When the others had moved back
several meters, Peetha held the wrapped object and Kirrah pulled a probe from
her suitpack’s analyzer. She studied the readings for a few moments,
maneuvering the pickup into the jumbled mail until she could get a clearer
view. On the wristcomp’s screen was a greatly magnified scene of two or three
bits of shiny metal, a pinhead-sized bead of black plastic, two tiny rods one
or two millimeters long and as thin as a thread. Another tiny piece of gray
material was shaped in a four-millimeter helical spiral. Issthe arrived.

“Issthe, look! Peetha has caught
our killer! Look at the screen on my
object-which-speaks
. See, there,”
she indicated the magnified view of a tiny sensor head, “and
there
, this
is a
machine
. This tiny thing is what is killing our people! It is a
Kruss device. I cannot say certainly, but it looks like the tip of one of their
field probes, like the one I used to look inside an injured body.
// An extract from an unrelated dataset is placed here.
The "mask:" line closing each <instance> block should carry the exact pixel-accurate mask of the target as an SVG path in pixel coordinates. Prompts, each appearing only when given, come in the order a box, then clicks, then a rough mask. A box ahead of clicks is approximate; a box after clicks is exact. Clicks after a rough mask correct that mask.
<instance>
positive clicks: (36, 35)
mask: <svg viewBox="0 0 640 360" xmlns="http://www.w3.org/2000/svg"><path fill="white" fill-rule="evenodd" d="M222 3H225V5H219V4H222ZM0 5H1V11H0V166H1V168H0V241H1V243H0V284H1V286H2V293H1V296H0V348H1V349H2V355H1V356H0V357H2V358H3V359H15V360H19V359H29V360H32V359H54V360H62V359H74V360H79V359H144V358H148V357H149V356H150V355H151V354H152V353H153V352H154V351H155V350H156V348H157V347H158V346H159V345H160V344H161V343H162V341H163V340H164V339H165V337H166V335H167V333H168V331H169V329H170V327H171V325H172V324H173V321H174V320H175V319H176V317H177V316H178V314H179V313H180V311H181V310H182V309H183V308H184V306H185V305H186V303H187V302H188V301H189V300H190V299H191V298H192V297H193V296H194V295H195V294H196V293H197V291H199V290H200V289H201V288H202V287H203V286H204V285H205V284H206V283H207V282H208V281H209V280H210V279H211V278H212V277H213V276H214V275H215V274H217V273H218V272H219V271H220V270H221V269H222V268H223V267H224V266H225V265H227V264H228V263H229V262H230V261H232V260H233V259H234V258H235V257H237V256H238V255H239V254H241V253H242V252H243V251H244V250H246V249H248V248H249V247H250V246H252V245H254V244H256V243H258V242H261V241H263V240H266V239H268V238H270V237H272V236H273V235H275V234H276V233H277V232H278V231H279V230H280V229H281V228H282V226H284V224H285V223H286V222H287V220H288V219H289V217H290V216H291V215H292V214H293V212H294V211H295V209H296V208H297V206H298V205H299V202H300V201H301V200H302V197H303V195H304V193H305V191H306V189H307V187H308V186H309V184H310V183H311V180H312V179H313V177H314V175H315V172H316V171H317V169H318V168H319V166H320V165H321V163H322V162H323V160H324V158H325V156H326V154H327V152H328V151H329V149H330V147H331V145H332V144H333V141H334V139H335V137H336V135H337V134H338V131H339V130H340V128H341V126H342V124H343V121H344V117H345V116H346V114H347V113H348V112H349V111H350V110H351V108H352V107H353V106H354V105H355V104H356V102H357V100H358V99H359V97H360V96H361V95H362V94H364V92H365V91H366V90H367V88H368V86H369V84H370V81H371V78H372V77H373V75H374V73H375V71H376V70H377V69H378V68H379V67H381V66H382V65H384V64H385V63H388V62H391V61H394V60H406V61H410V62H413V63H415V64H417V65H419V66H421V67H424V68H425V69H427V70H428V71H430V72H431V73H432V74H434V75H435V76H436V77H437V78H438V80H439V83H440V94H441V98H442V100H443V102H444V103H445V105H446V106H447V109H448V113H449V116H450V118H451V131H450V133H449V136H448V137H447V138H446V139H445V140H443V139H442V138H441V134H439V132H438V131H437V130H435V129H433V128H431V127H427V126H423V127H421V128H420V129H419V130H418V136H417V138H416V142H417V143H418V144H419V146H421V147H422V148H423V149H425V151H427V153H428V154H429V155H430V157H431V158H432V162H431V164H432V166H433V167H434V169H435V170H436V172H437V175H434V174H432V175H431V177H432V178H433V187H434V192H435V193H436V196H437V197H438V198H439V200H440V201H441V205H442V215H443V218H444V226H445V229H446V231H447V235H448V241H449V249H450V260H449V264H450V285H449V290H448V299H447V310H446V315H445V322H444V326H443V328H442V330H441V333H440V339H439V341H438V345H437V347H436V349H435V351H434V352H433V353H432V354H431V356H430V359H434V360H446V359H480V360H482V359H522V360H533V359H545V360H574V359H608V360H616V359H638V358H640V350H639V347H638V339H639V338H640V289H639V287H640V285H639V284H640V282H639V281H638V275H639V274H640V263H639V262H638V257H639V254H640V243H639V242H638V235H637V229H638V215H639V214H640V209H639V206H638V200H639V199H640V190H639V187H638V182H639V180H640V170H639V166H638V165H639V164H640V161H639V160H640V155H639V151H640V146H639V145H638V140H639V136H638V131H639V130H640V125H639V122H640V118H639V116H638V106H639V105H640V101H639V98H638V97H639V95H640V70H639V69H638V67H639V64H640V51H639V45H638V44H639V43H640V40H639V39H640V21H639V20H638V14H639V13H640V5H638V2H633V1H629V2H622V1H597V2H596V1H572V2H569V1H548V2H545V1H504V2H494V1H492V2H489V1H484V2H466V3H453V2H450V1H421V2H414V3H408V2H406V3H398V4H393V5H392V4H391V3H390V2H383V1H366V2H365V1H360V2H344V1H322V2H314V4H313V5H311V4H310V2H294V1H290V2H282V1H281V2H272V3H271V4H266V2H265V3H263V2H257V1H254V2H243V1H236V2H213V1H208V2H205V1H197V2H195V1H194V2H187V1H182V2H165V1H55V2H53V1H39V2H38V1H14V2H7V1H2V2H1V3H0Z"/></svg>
“And see this little green cylinder
at the other end. My
analyzer
tells me the device is powered by a Kruss
microcell
,”
Kirrah realized she was using the unfamiliar Regnum term for their enemy’s
high-density energy storage technology. “They have given the device a supply of
strength so it is not tethered to a suitpack like mine is, and they have simply
reprogrammed it.” At Issthe’s quizzical look, Kirrah continued:

“It is like training an animal. The
whole device is about this long and this wide,” her fingers framed a
five-by-fifteen millimeter space. “They trained it, no doubt to seek human
scent… no reports of animals dying? No… so it is somehow thrown across the
river, and wherever it lands, it either lies waiting for a person to pass near,
or it moves and seeks a human body.”

Suddenly Kirrah’s wristcomp
beeped
,
indicating another of the mysterious microwave burst transmissions, but this
time clearly emanating from the tiny object.
Ok, that’s enough of that…
She reconfigured her probe and lanced the thing with a short, intense pulse of
microwaves. It ceased moving, and several of the probe readouts on her
wristcomp screen dropped to zero. She unwrapped it and continued her
explanation:

“Now it is safe, dead. When it
touches human skin, it burrows underneath like my
medprobe
does, the
part of my suitpack used for healing, and follows the blood to the heart. After
killing, it leaves the body and probably seeks another target. How very
…clever.”

“Made from a device for healing.
How very
wicked
.” Issthe closed her eyes, and held one slim white hand a
few centimeters over the ruined device. “It tastes like those bodies we have
been collecting, a faint, cold, distant hate. Is this another weapon from the
‘greater Civilium’?”

“Your question carries a deserved
condemnation, Issthe. But by Civilium law,
no
weapon can be active
within the body of a sentient being. There is an outlawed weapon which throws a
similar device. But this thing, I believe, was improvised from a medical
probe’s design, and manufactured for this specific job. When word of this gets
back to the Civilium court, the Kruss will be punished.” Issthe’s eyes looked
bottomless and very disappointed, somewhat sad, as though some student had
failed a critical test.

At the pause, Peetha asked,
“Warmaster, how do we fight it?”

“We cannot, Peetha. There is no
good defense. I alone would be safe in my suit, until I opened the helmet or
got out to sleep or urinate. But unless you happen to see it land, it will seek
you by breath and scent. It will crawl over your armor and find skin. Then you
die. That man you brought is the only one to survive an attack, and that only
through luck and at a terrible cost. I want him honored as one injured in
battle, for that is exactly what has happened to him.